Okay, so I’m back from a lovely vacation in Tanzania (travelogue post later, if I do get round to writing it, that is). And what do I do by way of catching up on all that I’ve missed? Watch Salman Khan tear off his shirt by getting angry enough to make his biceps bulge involuntarily. Welcome to the world of Dabangg!

Salman’s biggest asset, however, isn’t his physique. It is his ability to sell the ridiculous better than anyone else in the business, so long as he doesn’t have to look entirely serious doing it. Compare Veer with Wanted/Dabangg and you’ll see what I mean.

Dabangg not only depends on this ability of his, it practically thrives on it. Consider the scene where he threatens the villain with: “I’ll shoot so may holes in your body, you’ll be confused as to which one’s for breathing and which one’s for farting.”In the universe of threats where “Go and boil your bottoms, sons of a silly person” deserves a gold medal, this one deserves at least an honourable mention. But what really makes it work is the fact that Salman is so amused, he cracks up completely after having delivered it.

That little kernel of self-awareness in a movie where everyone else plays it straight is one of the reasons behind its appeal. Had the film overdone that aspect, it would’ve had to really work hard at being preposterous enough to be considered a spoof.

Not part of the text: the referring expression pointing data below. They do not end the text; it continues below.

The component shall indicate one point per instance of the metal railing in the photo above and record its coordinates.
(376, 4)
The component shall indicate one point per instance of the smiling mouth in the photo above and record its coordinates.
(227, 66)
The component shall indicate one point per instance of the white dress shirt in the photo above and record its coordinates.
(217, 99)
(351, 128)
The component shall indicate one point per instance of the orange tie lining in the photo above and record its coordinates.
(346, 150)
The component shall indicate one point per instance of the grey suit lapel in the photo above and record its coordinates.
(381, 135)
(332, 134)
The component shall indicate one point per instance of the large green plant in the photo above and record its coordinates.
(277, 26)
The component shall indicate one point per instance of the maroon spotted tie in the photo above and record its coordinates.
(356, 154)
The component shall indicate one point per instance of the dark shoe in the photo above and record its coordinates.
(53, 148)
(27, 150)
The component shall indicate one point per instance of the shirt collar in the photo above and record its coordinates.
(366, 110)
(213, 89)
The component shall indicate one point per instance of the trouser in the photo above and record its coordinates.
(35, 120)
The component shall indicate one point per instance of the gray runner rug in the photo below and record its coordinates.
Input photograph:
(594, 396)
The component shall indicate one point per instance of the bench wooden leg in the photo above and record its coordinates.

Not that everything works quite as well. Sonakshi Sinha was especially underwhelming. One brilliant line, and a physique that’s more Christina Hendricks than Kate Moss. But outside of that, I couldn’t find much use for either her character or her portrayal. Sonu Sood does well, but never quite manages to scape the urban veneer off his persona entirely. And Arbaaz Khan ought to be modeling furniture with that face.

But despite these faults, I could find very little to complain about the overall experience. Dabangg delivers exactly what it promises. As B movies go, this ranks among the best ones to come out in recent times.

Go and boil your
      bottoms, sons of a silly person.

7 thoughts on “Back with Dabangg

  1. S says:

    Dar-es-Salmaan, should we say?!

    What scientist saar, you couldn’t wait till this Thursday-va, to “climb” Kilimanjaro? Impatient fellow!

    BTW, good call getting caught up on Da bangg by way of coming up to speed with ALL that you may have missed. I’m yet to behold The Bulging Biceps, but as far as tearing-off-shirt-getting-angry goes, I know exactly what that feels like, figuratively speaking (gotcha, rumor mills!). 😀

    Why? Coz I’m pissed off with myself. Why? Coz I bit off way more than I can chew. Why? Coz this devilishly decadent chocolate cupcake called Life was a wee bit too delicious. Jeez, do you always ask so many questions when you’re back from vacation? LOL!

    Sigh. Tanzania is where I’d rather be, right now! Lucky you.

  2. GG says:

    Did u catch Mahie Gill and Mahesh Majerekar .. both unnnecessary. Apart from Salman, the movie could have used a plot.. Sonakshi beats Esha Deol in forehead-width ..

  3. Assuming you are Tamilian and are used to Vijay movies (that pushes one’s tolerance to the limits), I am surprised (or rather shocked) to see you give Dabangg a good review ! I couldn’t watch it for more than 20 minutes and the moment Sonakshi came on screen, I gave up!

  4. Hi

    I am a big time Salman Fan and have watched Dabangg twice in theater. I agree with what you have written. It is the charismatic factor of Salman infact never ever presented in such a manner the Salman which has really worked in the favour of the movie.